T.C. Memo. 1942-628
Funds withdrawn from a joint bank account and placed into another account remain includible in the decedent’s gross estate under Section 811(e) of the Internal Revenue Code, absent an agreement severing the joint tenancy or proof that the funds originally belonged to the surviving tenant.
Summary
The Tax Court addressed whether funds withdrawn from a joint bank account by the decedent’s wife shortly before his death, and deposited into accounts solely in her name, should be included in the decedent’s gross estate for estate tax purposes. The court held that the funds remained includible because the joint tenancy was never severed by agreement, and the petitioner failed to prove the funds originally belonged to the wife. The ruling underscores the importance of establishing separate property rights and documenting any agreements to sever joint tenancies to avoid inclusion in the gross estate.
Facts
Harold W. Glancy held several bank accounts in joint tenancy with his wife. Shortly before his death, while Glancy was in a coma, his wife withdrew funds from these joint accounts and deposited them into new accounts solely in her name. The Commissioner determined a deficiency in the estate tax, arguing that the funds in the accounts held solely in the wife’s name were still includible in the decedent’s gross estate.
Procedural History
The Commissioner determined a deficiency in the estate tax. The Estate of Harold W. Glancy petitioned the Tax Court for a redetermination of the deficiency.

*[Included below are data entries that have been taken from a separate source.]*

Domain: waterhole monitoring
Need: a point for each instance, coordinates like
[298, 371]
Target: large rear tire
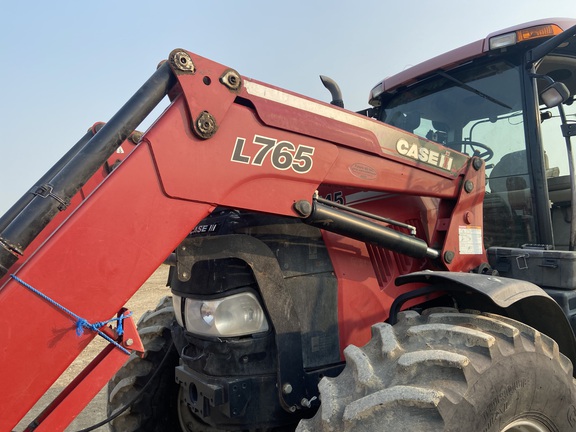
[161, 407]
[449, 371]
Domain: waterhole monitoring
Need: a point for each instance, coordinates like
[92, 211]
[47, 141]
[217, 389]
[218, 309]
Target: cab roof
[457, 56]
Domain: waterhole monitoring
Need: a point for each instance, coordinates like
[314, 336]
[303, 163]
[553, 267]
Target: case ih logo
[424, 154]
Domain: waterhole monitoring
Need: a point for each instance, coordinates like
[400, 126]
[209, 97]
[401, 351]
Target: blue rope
[81, 323]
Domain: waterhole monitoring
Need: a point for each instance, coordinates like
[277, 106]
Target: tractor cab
[508, 99]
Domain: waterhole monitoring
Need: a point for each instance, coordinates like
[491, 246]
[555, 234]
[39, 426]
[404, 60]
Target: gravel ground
[145, 298]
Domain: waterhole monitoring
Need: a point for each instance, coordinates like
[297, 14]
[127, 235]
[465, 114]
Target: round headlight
[236, 315]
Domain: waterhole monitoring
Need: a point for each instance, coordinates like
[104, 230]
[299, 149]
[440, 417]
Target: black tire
[450, 371]
[161, 407]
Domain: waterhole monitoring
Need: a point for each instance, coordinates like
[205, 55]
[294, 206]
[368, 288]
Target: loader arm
[225, 140]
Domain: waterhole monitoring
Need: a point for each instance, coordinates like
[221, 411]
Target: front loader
[298, 231]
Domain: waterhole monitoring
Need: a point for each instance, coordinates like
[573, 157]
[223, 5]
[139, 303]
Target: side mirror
[555, 94]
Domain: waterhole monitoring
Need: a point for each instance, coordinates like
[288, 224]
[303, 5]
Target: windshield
[477, 109]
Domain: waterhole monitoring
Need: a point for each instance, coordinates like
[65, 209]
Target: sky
[69, 64]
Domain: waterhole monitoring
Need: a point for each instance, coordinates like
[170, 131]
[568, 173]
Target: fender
[516, 299]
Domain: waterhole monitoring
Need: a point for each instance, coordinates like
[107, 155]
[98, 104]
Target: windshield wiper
[472, 89]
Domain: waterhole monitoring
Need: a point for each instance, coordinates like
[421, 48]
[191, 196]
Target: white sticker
[470, 240]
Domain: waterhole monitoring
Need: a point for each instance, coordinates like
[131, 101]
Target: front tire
[161, 407]
[449, 371]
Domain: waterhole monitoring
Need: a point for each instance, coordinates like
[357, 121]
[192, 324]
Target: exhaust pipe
[334, 90]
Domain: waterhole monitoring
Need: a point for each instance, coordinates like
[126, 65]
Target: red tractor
[435, 229]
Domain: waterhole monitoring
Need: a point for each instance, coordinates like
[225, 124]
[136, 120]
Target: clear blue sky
[68, 64]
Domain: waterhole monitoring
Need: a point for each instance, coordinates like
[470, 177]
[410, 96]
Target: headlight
[235, 315]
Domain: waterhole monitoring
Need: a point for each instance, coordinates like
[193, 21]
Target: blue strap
[81, 323]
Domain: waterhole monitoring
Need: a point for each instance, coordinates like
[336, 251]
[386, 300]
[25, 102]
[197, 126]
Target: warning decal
[470, 240]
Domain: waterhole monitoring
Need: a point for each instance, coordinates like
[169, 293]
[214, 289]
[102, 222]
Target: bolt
[205, 125]
[303, 208]
[231, 79]
[181, 60]
[477, 163]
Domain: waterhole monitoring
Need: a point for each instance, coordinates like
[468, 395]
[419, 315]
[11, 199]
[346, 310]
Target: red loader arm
[225, 140]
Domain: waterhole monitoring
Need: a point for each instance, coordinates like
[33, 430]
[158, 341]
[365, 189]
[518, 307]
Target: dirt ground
[145, 298]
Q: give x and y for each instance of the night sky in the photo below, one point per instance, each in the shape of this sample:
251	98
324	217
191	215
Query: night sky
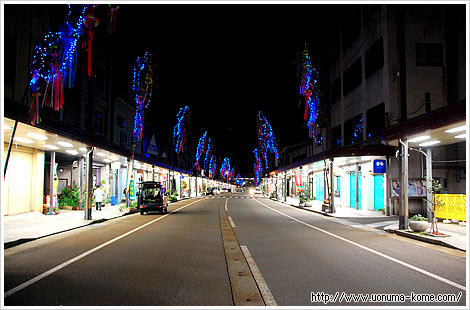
226	62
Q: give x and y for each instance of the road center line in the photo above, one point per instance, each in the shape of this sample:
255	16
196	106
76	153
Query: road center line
461	287
231	222
57	268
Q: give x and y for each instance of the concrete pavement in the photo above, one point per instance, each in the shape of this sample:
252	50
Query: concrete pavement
30	226
25	227
455	235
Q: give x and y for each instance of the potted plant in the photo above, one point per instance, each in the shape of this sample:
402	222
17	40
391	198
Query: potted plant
304	196
419	223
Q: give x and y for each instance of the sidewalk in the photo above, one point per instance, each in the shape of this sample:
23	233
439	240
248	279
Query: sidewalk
24	227
455	235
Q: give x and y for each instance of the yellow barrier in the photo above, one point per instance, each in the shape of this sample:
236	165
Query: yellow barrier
452	207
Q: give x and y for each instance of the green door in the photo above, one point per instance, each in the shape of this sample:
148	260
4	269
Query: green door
378	192
352	192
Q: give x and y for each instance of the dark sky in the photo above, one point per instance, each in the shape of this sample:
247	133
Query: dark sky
226	62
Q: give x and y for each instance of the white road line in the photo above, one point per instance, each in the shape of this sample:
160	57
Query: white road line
231	222
263	287
57	268
461	287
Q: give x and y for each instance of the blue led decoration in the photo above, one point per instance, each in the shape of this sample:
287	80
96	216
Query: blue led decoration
309	90
239	180
212	167
208	154
179	131
266	139
201	147
142	85
225	168
258	167
54	62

The Tax Court reviewed the Commissioner’s determination.
Issue(s)
Whether funds withdrawn from a joint bank account by one joint tenant and deposited into an account solely in that tenant’s name are includible in the decedent’s gross estate under Section 811(e) of the Internal Revenue Code.
Holding
Yes, because the joint tenancy was never severed by agreement, and the petitioner failed to prove that the funds originally belonged to the wife.
Court’s Reasoning
The court relied on Section 811(e) of the Internal Revenue Code, which includes in the gross estate the value of property held as joint tenants or deposited in joint names and payable to either or the survivor. The court noted California law, which presumes that property acquired with funds from a joint tenancy account retains its character as joint property, unless there is an agreement to the contrary. The court stated that “contrary to the rule of the common law… it has become the established principle in California that, if money is taken from a joint tenancy account during the joint lives of the depositors, property acquired by the money so withdrawn, or another account into which the money is traced, will retain its character as property held in joint tenancy like the original fund, unless there has been a change in the character by some agreement between the parties.” Since the decedent was in a coma and unable to enter into an agreement, the court found no evidence of an agreement to sever the joint tenancy. Furthermore, the petitioner failed to prove that the funds originally belonged to the wife. The court emphasized that the Commissioner’s determination is presumed correct, and the burden is on the petitioner to prove it erroneous.
Practical Implications
This case emphasizes the importance of formally severing a joint tenancy if the intention is to change the ownership of property held jointly. Absent a clear agreement, funds withdrawn from a joint account remain subject to the joint tenancy rules for estate tax purposes, especially in community property states like California. Attorneys should advise clients to document any agreements regarding the disposition of joint property and to understand that merely transferring funds from a joint account to an individual account may not be sufficient to remove the funds from the decedent’s gross estate. Later cases would likely distinguish situations where clear evidence of intent to sever the joint tenancy existed or where the surviving spouse could prove contribution to the joint account with separate property.